Publication information
- Publisher: Nedor Comics America's Best Comics (DC)
- First appearance: Startling Comics #34 (July 1945)

In-story information
- Alter ego: Peter Ward
- Team affiliations: SMASH
- Notable aliases: Thoth
- Abilities: Super-human strength, flight, invulnerability

= Scarab (Nedor Comics) =

The Scarab is a superhero from the Golden Age of Comics. He first appeared in Startling Comics #34 (July 1945), published by Nedor Comics. The character was later revived by writer Alan Moore for America's Best Comics.

==Nedor Comics==
The Scarab was the secret identity of Egyptologist Peter Ward, who decoded a secret message in an ancient papyrus scroll. Ward was actually the reincarnation of an ancient Egyptian high priest; by rubbing his magic scarab ring Ward would instantly transform into the super-powerful Scarab. He was accompanied by Akh-Tu-Men, an intelligent black cat.

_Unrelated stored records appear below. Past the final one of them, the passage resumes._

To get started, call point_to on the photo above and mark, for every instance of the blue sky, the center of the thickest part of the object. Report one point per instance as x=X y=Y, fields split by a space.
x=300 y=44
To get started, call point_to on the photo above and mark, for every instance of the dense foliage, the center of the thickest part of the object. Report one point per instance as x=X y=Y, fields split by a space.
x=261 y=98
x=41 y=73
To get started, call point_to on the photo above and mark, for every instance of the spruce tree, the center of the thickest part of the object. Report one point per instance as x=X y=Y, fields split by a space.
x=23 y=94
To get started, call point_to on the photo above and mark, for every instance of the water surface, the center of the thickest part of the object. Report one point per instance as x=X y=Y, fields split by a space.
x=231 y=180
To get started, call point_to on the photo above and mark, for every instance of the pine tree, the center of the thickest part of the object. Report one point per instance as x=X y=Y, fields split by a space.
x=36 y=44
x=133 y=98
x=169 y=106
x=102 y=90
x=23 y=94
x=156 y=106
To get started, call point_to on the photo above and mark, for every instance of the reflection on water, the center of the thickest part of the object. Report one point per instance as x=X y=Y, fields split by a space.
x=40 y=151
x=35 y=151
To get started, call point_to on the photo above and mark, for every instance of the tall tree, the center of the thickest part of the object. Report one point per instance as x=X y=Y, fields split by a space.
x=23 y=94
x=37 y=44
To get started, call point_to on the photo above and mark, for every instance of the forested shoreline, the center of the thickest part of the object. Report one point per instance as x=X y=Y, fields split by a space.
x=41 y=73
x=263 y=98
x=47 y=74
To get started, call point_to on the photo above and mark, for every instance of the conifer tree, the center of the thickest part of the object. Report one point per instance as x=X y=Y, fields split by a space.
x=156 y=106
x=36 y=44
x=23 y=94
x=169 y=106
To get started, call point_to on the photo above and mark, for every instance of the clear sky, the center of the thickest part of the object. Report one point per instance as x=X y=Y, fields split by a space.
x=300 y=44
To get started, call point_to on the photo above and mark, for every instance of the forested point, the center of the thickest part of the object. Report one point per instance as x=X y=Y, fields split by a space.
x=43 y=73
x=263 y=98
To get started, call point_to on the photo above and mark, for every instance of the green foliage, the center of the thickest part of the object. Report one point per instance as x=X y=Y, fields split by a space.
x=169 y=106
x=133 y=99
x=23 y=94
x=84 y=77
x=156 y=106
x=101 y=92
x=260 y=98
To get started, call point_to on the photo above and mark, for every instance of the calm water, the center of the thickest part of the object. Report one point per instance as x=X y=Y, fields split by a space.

The Scarab debuted in Startling Comics #34, and became a regular backup feature in Exciting Comics from issue #42-48. His last Golden Age appearance was in The Black Terror #20 (October 1947).

==America's Best Comics==
Alan Moore revived the Scarab, along with many other Nedor Comics characters, for his Tom Strong series. In Tom Strong #12 (June 2001), the Scarab was revealed to have been one of the members of SMASH that had been placed in suspended animation after an alien invasion from the Moon in 1969. Awakened 30 years later, the Scarab joined his former comrades in the fight against the alien. SMASH disbanded shortly thereafter, but reformed three years later. The Scarab is a member of the reformed group.

In the Terra Obscura spin-off series, the Scarab allows himself to be bonded with the ancient Egyptian god Thoth in order to control one-time superhero Mystico (who is himself bonded with the god Seth).

==Dynamite Entertainment==

The 2008 miniseries Project Superpowers from Dynamite Entertainment introduced a new version of the Scarab. He is a loose interpretation of the Golden Age Scarab, with more differences from the source than other characters in the series, who are all characters who have fallen into the public domain.

===Fictional biography===
Ten years ago, Amon Khadul found a priceless stone shaped like a scarab, and he sold it for a fortune upon which he built a financial empire. Wanting to make a difference in the world, he built the Scarab armor to fight against the F-Troops who were invading the Middle East; electronic jammers in his armor prevented people from recording his existence. It was there that he met Samson, who convinced him to fight the enemy openly, and this encounter led to Scarab becoming an ally of The Superpowers. However, Amon Khadul is also a member of The Supremacy, a secret council that rules the world and considers the returned heroes a threat to their system; because he is opposed to The Supremacy's practices and lust for power, Khadul acts as a "double agent", keeping the Superpowers informed of The Supremacy's plans.

Unbeknownst to Khadul, the scarab-shaped stone he had found and sold was formerly part of a magic ring that once belonged to another hero known as the Scarab; the fact that Khadul has taken the same name and symbol is a coincidence... or perhaps fate.

===Armor===
The Scarab wears a suit of exoskeletal armor, which resembles a silver-colored humanoid scarab. The armor gives Scarab superhuman strength and speed, and its wings enable him to fly with great speed and maneuverability. The armor is also equipped with electronic jamming technology, which prevents people from electronically recording him.

==Film==
A modernized version of the Scarab (played by Mark Courneyea) appears alongside other Golden Age superheroes in the independent film Avenging Force: The Scarab, a low-budget production likely attempting to capitalize on the success of the film Marvel's The Avengers. Other featured characters include the Woman in Red, Black Terror and Doubledare.